Nutrition Support Blog: Calorie Needs of Critically Ill Patients
December 5, 2013
I have spent more of my life than I would care to admit estimating the calorie expenditure of patients. Plugging numbers into various prediction equations, wrestling with assorted stress factors, and calorie ranges and then agonizing over whether the result was really OK for the sick person in front of me.
I was fortunate to have access to numerous and frequent indirect calorimetry measurements for most of my ICU patients early in my nutrition support career. I quickly realized that the calorie expenditure of critically ill patients can vary day to day and the limitations of most prediction equations. Over time, I also recognized that precise calculations or pump settings are completely futile in critical care units because patients routinely receive incomplete and very variable amounts of nutrition due to essential procedures, tests, “intolerance”, etc.
Most critically, I learned that there is no adequate research to allow anyone to know with certainty what calorie provision (and at what time in the illness) will allow the best patient outcome. I am always surprised when professional organizations or guidelines suggest one method of estimating calorie needs over another considering that no one knows how many calories to give critically ill patients.

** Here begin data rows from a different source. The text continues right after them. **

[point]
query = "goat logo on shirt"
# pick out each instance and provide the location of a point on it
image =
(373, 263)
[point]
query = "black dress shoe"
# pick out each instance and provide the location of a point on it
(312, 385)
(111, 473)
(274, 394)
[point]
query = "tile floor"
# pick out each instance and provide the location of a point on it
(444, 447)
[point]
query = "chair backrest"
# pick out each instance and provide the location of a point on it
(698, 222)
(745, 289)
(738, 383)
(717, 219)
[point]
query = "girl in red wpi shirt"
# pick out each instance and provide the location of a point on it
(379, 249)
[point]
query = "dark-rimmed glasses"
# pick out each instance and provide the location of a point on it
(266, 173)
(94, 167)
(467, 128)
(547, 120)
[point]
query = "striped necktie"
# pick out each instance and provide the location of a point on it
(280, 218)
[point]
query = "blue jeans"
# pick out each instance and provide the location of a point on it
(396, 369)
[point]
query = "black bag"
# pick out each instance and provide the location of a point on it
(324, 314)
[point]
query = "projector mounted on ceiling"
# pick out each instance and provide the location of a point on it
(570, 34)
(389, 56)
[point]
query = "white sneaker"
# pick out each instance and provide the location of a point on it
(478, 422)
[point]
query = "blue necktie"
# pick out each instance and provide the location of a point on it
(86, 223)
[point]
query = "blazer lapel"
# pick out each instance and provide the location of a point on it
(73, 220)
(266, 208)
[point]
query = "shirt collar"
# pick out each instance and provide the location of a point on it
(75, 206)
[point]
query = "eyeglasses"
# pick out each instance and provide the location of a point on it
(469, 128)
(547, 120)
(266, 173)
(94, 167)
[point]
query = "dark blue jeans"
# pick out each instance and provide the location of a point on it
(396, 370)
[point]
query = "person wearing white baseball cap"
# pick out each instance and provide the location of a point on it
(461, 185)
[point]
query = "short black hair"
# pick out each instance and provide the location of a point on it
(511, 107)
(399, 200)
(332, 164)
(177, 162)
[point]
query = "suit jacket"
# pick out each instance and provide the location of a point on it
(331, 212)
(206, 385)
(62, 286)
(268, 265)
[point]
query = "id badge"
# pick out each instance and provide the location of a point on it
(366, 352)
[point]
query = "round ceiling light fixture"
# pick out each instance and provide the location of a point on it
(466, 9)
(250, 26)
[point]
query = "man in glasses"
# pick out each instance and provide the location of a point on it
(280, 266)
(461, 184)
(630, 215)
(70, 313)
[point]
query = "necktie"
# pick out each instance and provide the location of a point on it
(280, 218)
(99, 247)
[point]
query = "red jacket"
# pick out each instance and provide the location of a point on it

Research has validated that the calorie expenditure of critically ill patients can vary substantially from day to day1,2. The daily variability of calorie expenditure in the ICU means that almost all of the research comparing the accuracy of various prediction equations for calorie expenditure is completely inadequate, because the research used only a single indirect calorimetry measurement per patient, at some random point in the admission.
In view of this multi-level “tetrad of uncertainty” (1.Limitations of prediction equations, 2.No randomized outcome data, 3.Daily variability of calorie expenditure, 4.Patients don’t receive everything we order) we have chosen to use simple, time efficient calorie per kilogram estimations for calorie goals. Until we have more complete data, preventing gross overfeeding appears to be the best that we can do. We try to use the time we save doing calculations, or checking for math/calculator errors to make sure our patients receive what is ordered in a safe manner and educating our staff. Until there is a better understanding of patient outcomes from randomized studies, longer calculations are just a placebo for that mildly obsessive-compulsive desire in all of us for better accuracy (to what end we are not sure).
“…and though my lack of education hasn't hurt me none, I can read the writing on the wall…”
- Paul Simon, Kodachrome, 1973
1. Reid CL. Poor agreement between continuous measurements of energy expenditure and routinely used prediction equations in intensive care unit patients. Clin Nutr. 2007;26(5):649-657.
2. Frankenfield DC, Ashcraft CM, Galvan DA. Longitudinal prediction of metabolic rate in critically ill patients. JPEN 2012;36(6):700-712.